Wer an Blasen- oder Darmkrebs erkrankt ist, kommt in der Regel nicht um eine Operation herum. In vielen Fällen kann damit den Betroffenen geholfen werden, die Tumorerkrankung in den Griff zu bekommen. Trotz dieser wichtigen Nachricht bleibt ein Wermutstropfen, gerade wenn tumorbedingt der Schließmuskel ebenso entfernt werden muss und der Stuhlgang nicht mehr zurückgehalten werden kann. Um ein Herauslaufen zu vermeiden, wird der Anus dauerhaft verschlossen und der Dickdarm über eine operativ geschaffene kleine künstliche Öffnung in der Bauchdecke ausgeleitet – auch Colostoma genannt.
Colostoma Hygienisch bedenkenlos
Bei rund 70 Prozent aller Betroffenen ist eine Krebserkrankung der Grund für einen künstlichen Darmausgang. Ein Stoma – das Wort kommt aus dem Griechischen und bedeutet „Mund“ oder „Öffnung“ – kann jedoch auch nach Unfällen mit Verletzung der Blase (Urostoma) oder bei Morbus Crohn zum Einsatz kommen. Bei dieser chronisch-entzündlichen Darmerkrankung kann es notwendig werden, den betroffenen Darmabschnitt temporär auszuschalten, damit dieser sich von der Entzündung erholt.
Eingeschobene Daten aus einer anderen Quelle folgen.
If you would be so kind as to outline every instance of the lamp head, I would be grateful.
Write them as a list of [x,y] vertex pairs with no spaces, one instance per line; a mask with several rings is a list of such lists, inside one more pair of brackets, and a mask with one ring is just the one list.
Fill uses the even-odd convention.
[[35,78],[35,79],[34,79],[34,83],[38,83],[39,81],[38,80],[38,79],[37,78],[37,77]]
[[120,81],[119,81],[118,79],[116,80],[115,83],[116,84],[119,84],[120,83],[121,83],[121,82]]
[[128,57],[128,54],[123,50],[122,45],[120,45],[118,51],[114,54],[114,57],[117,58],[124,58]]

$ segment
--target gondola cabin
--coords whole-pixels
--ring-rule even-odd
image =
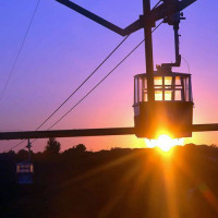
[[[19,184],[32,184],[34,174],[33,162],[16,164],[16,180]]]
[[[137,137],[191,137],[193,98],[191,74],[154,72],[155,101],[148,101],[147,74],[134,76],[134,123]]]

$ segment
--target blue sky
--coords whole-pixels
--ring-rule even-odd
[[[140,0],[74,2],[121,27],[128,26],[142,14]],[[36,0],[0,2],[0,90],[9,76],[36,3]],[[181,23],[181,55],[189,61],[193,74],[194,123],[218,122],[217,10],[216,0],[209,3],[198,0],[184,10],[186,20]],[[68,111],[142,39],[143,31],[134,33],[43,129],[46,130]],[[121,40],[121,36],[55,0],[41,0],[0,102],[0,131],[35,130]],[[174,60],[172,27],[164,24],[154,33],[154,56],[155,64]],[[186,63],[182,62],[177,71],[187,72]],[[133,76],[143,72],[144,46],[56,129],[132,126]],[[84,143],[88,149],[145,146],[144,140],[135,136],[65,138],[60,142],[62,149],[77,143]],[[218,144],[218,138],[216,132],[194,133],[187,142]],[[0,145],[7,149],[16,143],[0,142]],[[34,149],[41,150],[45,145],[46,141],[40,140],[35,143]]]

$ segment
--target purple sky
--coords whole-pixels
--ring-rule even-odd
[[[36,2],[0,1],[0,92],[9,76]],[[121,27],[128,26],[142,14],[142,0],[74,2]],[[156,3],[153,0],[152,2]],[[186,21],[182,22],[180,28],[181,55],[189,61],[193,75],[194,123],[218,122],[217,11],[217,0],[198,0],[184,10]],[[41,130],[56,122],[142,39],[143,31],[134,33]],[[55,0],[41,0],[0,101],[0,131],[35,130],[121,40],[121,36]],[[155,64],[174,60],[172,27],[164,24],[154,33],[154,56]],[[182,62],[178,71],[186,73],[186,63]],[[141,46],[55,129],[133,126],[133,76],[144,72],[144,46]],[[1,141],[0,150],[8,149],[17,142]],[[84,143],[89,150],[114,146],[145,146],[144,140],[135,136],[63,138],[60,142],[62,149],[78,143]],[[194,133],[185,142],[218,144],[218,137],[216,132]],[[34,150],[43,150],[45,145],[46,140],[38,140],[34,143]]]

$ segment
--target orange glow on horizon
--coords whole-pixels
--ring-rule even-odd
[[[183,138],[171,138],[168,134],[161,134],[157,140],[145,140],[147,147],[159,148],[164,153],[170,152],[170,149],[177,145],[184,145]]]

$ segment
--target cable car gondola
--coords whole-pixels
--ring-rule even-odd
[[[134,122],[137,137],[191,137],[193,98],[191,74],[154,72],[155,100],[148,101],[147,74],[134,76]]]

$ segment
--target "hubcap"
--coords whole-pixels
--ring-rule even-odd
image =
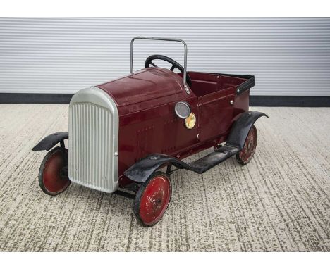
[[[42,183],[48,192],[61,192],[70,184],[67,175],[62,175],[64,166],[64,154],[58,149],[49,157],[42,173]]]
[[[140,218],[147,225],[160,220],[171,198],[171,182],[163,175],[152,178],[146,186],[140,202]]]

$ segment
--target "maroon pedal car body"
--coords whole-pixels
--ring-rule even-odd
[[[154,55],[145,68],[133,73],[133,43],[139,38],[181,42],[184,68]],[[234,155],[240,163],[248,163],[257,145],[253,124],[266,115],[249,111],[254,76],[187,72],[186,57],[182,40],[134,38],[130,74],[84,89],[85,99],[75,96],[82,95],[78,92],[70,105],[69,133],[50,134],[33,149],[49,151],[39,169],[42,189],[56,195],[73,181],[133,198],[137,219],[151,226],[170,201],[173,167],[202,173]],[[172,68],[159,68],[154,60]],[[176,68],[180,73],[173,72]],[[54,148],[57,143],[60,146]],[[214,152],[200,160],[182,161],[210,147]],[[166,172],[161,172],[164,167]]]

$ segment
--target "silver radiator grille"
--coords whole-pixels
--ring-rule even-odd
[[[114,139],[118,136],[118,119],[113,109],[81,102],[95,99],[90,93],[80,93],[79,97],[79,102],[71,101],[70,105],[69,178],[92,189],[113,192],[118,188],[118,157],[114,154],[118,139]]]

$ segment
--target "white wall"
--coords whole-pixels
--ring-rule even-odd
[[[178,37],[188,70],[255,75],[253,95],[330,96],[330,18],[0,18],[0,92],[74,93],[129,72],[130,39]],[[179,44],[137,41],[182,63]]]

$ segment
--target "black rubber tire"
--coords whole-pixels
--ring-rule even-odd
[[[167,204],[166,205],[166,207],[164,208],[163,208],[162,212],[157,218],[157,220],[152,222],[152,223],[147,223],[146,222],[145,222],[142,220],[142,218],[141,218],[141,215],[140,215],[140,209],[141,199],[142,199],[142,196],[143,195],[143,193],[144,193],[145,189],[147,188],[147,187],[148,186],[149,182],[154,178],[155,178],[157,177],[159,177],[159,176],[165,177],[168,180],[168,182],[169,182],[169,201],[166,203]],[[154,173],[150,176],[150,177],[149,177],[147,180],[147,181],[145,182],[144,182],[141,185],[141,187],[140,187],[140,189],[138,191],[138,193],[136,194],[136,196],[135,196],[135,200],[134,201],[134,205],[133,205],[133,211],[134,215],[135,216],[135,218],[136,218],[137,220],[139,222],[139,223],[140,223],[142,225],[145,226],[145,227],[151,227],[151,226],[154,225],[160,220],[161,220],[163,215],[165,214],[165,212],[166,211],[166,210],[167,210],[167,208],[169,207],[169,204],[171,202],[171,194],[172,194],[172,185],[171,184],[171,180],[170,180],[169,175],[167,175],[165,173],[160,172],[160,171],[157,171],[157,172]]]
[[[61,190],[59,190],[58,192],[51,192],[51,191],[49,191],[49,189],[47,189],[47,188],[46,187],[46,186],[44,184],[44,171],[46,164],[47,163],[47,161],[51,158],[51,156],[52,156],[53,154],[55,154],[56,152],[57,152],[58,151],[61,151],[62,152],[62,154],[66,154],[66,160],[68,160],[68,158],[67,158],[67,156],[68,156],[67,149],[63,149],[60,146],[57,146],[56,148],[52,149],[49,151],[48,151],[48,153],[46,154],[44,159],[42,160],[42,163],[40,165],[40,168],[39,169],[39,175],[38,175],[39,186],[40,187],[42,192],[44,192],[46,194],[48,194],[48,195],[50,195],[50,196],[56,196],[56,195],[58,195],[58,194],[62,193],[63,192],[64,192],[68,188],[68,187],[71,183],[71,182],[70,181],[70,180],[68,177],[67,184],[64,186],[63,188],[62,188]]]

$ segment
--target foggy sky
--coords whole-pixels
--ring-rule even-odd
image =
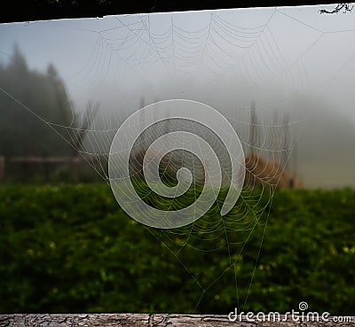
[[[246,124],[251,101],[262,124],[288,112],[302,121],[295,135],[304,184],[355,186],[355,12],[320,14],[333,7],[2,24],[0,63],[17,43],[31,68],[54,64],[76,111],[100,103],[100,128],[118,128],[141,97],[201,101]]]

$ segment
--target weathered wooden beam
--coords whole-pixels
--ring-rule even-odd
[[[250,318],[250,317],[249,317]],[[349,322],[349,318],[351,322]],[[255,317],[255,319],[256,319]],[[339,320],[339,319],[338,319]],[[228,316],[215,315],[168,315],[168,314],[91,314],[91,315],[0,315],[0,326],[46,326],[46,327],[348,327],[355,326],[355,316],[348,317],[348,322],[230,322]]]

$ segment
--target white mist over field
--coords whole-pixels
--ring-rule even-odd
[[[18,44],[31,69],[54,65],[74,111],[99,103],[91,151],[108,152],[114,130],[143,105],[174,98],[218,110],[248,149],[254,102],[262,153],[282,142],[274,125],[287,113],[288,167],[304,186],[354,187],[355,12],[320,13],[332,7],[2,24],[0,64]]]

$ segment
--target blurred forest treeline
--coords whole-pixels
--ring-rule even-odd
[[[49,65],[47,73],[30,70],[17,45],[9,65],[0,66],[0,86],[10,95],[0,92],[2,155],[71,154],[50,124],[67,126],[74,113],[56,68]]]
[[[32,70],[15,45],[8,65],[0,64],[0,157],[10,161],[0,179],[92,182],[97,178],[79,155],[90,121],[80,121],[52,64],[46,73]],[[89,105],[85,113],[92,110]],[[51,160],[41,161],[48,157]],[[73,162],[79,162],[76,168]],[[84,171],[85,176],[79,176],[78,171]]]

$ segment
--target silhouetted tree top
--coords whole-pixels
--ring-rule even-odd
[[[320,0],[2,0],[0,21],[31,21],[63,18],[184,12],[248,7],[295,6],[334,4]]]

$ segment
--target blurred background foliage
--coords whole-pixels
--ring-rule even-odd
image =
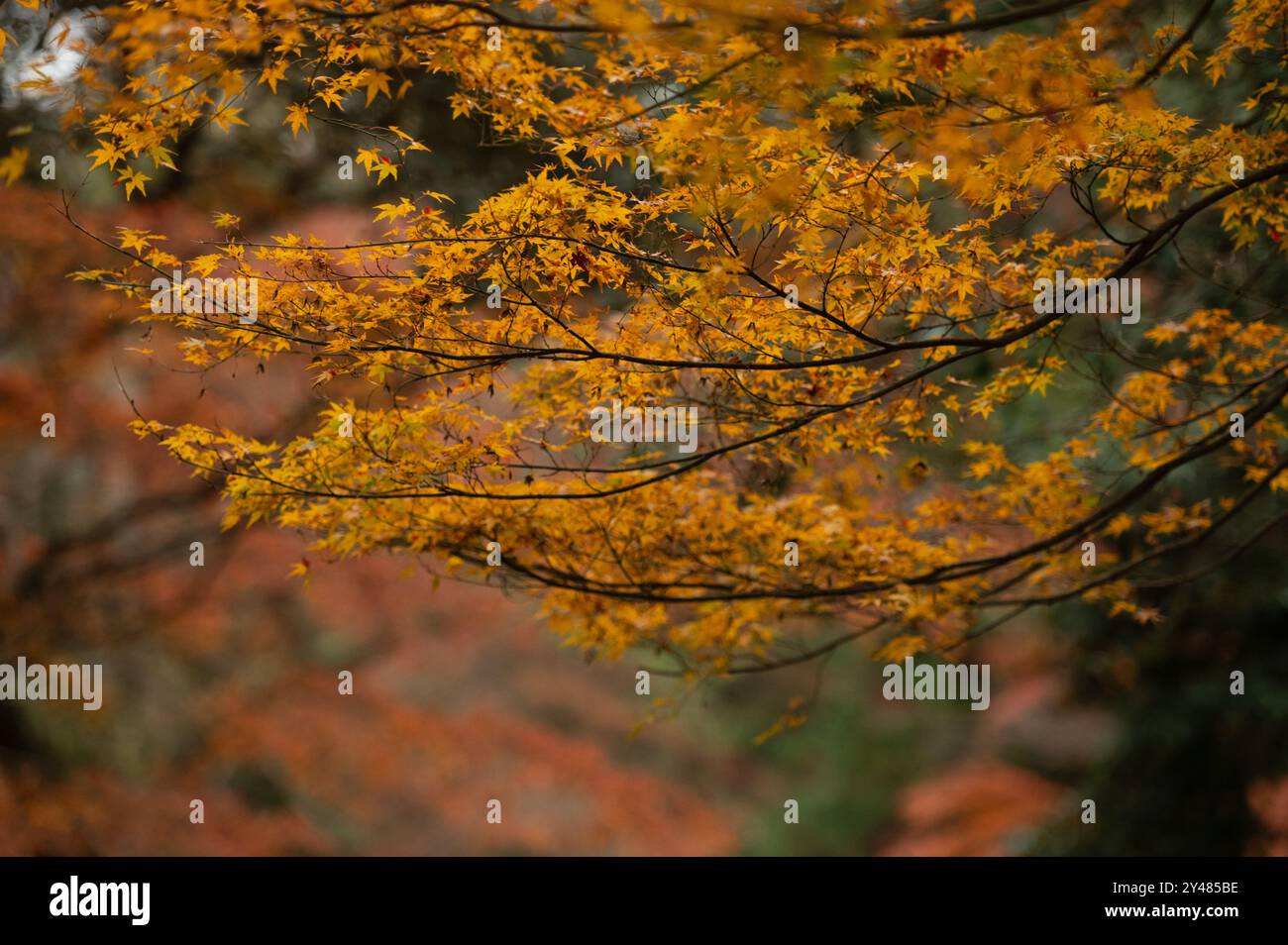
[[[39,41],[31,14],[4,15]],[[635,738],[649,708],[635,659],[585,666],[527,601],[435,591],[392,559],[289,579],[303,538],[219,533],[214,493],[125,425],[133,399],[166,421],[279,426],[310,391],[270,366],[175,363],[118,299],[66,278],[107,250],[59,209],[72,200],[99,234],[185,233],[180,255],[216,238],[220,210],[251,238],[358,239],[379,196],[335,174],[353,133],[292,139],[251,97],[236,139],[189,134],[183,171],[158,169],[126,206],[108,175],[86,176],[84,142],[17,89],[21,67],[5,64],[0,149],[30,125],[24,143],[58,175],[37,165],[0,191],[0,662],[102,662],[107,698],[98,713],[0,703],[0,854],[1288,854],[1283,534],[1158,594],[1155,626],[1070,604],[972,644],[969,659],[993,667],[988,712],[886,703],[880,666],[850,646],[693,693],[654,677],[679,708]],[[371,120],[429,142],[410,183],[468,212],[533,156],[452,121],[448,93],[422,80]],[[1288,295],[1282,267],[1260,285]],[[1018,453],[1061,435],[1066,403],[1016,408]],[[45,412],[57,439],[40,436]],[[192,541],[205,568],[188,564]],[[1229,694],[1227,666],[1247,695]],[[353,697],[336,694],[340,669]],[[501,827],[484,823],[493,797]],[[783,823],[787,800],[799,824]]]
Ein sogenanntes Ileostoma ist eine operativ angelegte Öffnung in der Bauchdecke, durch die ein kleines Stück des Dünndarms (Ileo) nach außen auf die Hautoberfläche geführt wird.
Wichtig zu wissen: Grundsätzlich verfügen Stomas an der Austrittsstelle über einen an der Haut haftenden geruchsundurchlässigen, flachen Auffangbeutel, in dem sich der Stuhlgang sammelt. Alternativ dazu besteht die Möglichkeit, mit einem bis zu 48-stündigen Einlauf über das Stoma den Darm anzuregen, sich zu entleeren. So kann in vielen Fällen das Stoma mit einer flachen Kappe abgedeckt und ein bis zwei Tage auf das Tragen eines Beutels verzichtet werden.
Selbstbewusstes Auftreten
Klar ist: Das Tragen eines künstlichen Darmausgangs oder einer Harnableitung bedeutet einen immensen Einschnitt im Leben. Neben dem veränderten körperlichen Aussehen haben die Betroffenen Furcht, nicht mehr vollwertige Partner in Familie, Beruf und Gesellschaft sein zu können und stigmatisiert zu werden. Laut einer im Mai veröffentlichten US-Studie von Wakefield Research und Convatec unter 200 Patientinnen und Patienten und 200 Krankenschwestern empfinden 87 Prozent der Erkrankten ein gewisses Maß an Stigmatisierung. Zudem ist es 44 Prozent der Befragten peinlich, wenn sie über ihren aktuellen Gesundheitszustand sprechen. 43 Prozent bedauern, dass ihre Erkrankung kaum in den Medien vorkommt – Ergebnisse, die laut Karim Bitar, CEO von Convatec, verdeutlichen, dass mehr im Kampf gegen die Stigmatisierung zu tun ist. „Dies geht am besten, indem wir aufzeigen, wie unsere Patienten selbstbewusst leben, indem wir gegenseitige Unterstützung anbieten und wir Gespräche zwischen Freunden, Familie und Pflegeteams erleichtern.”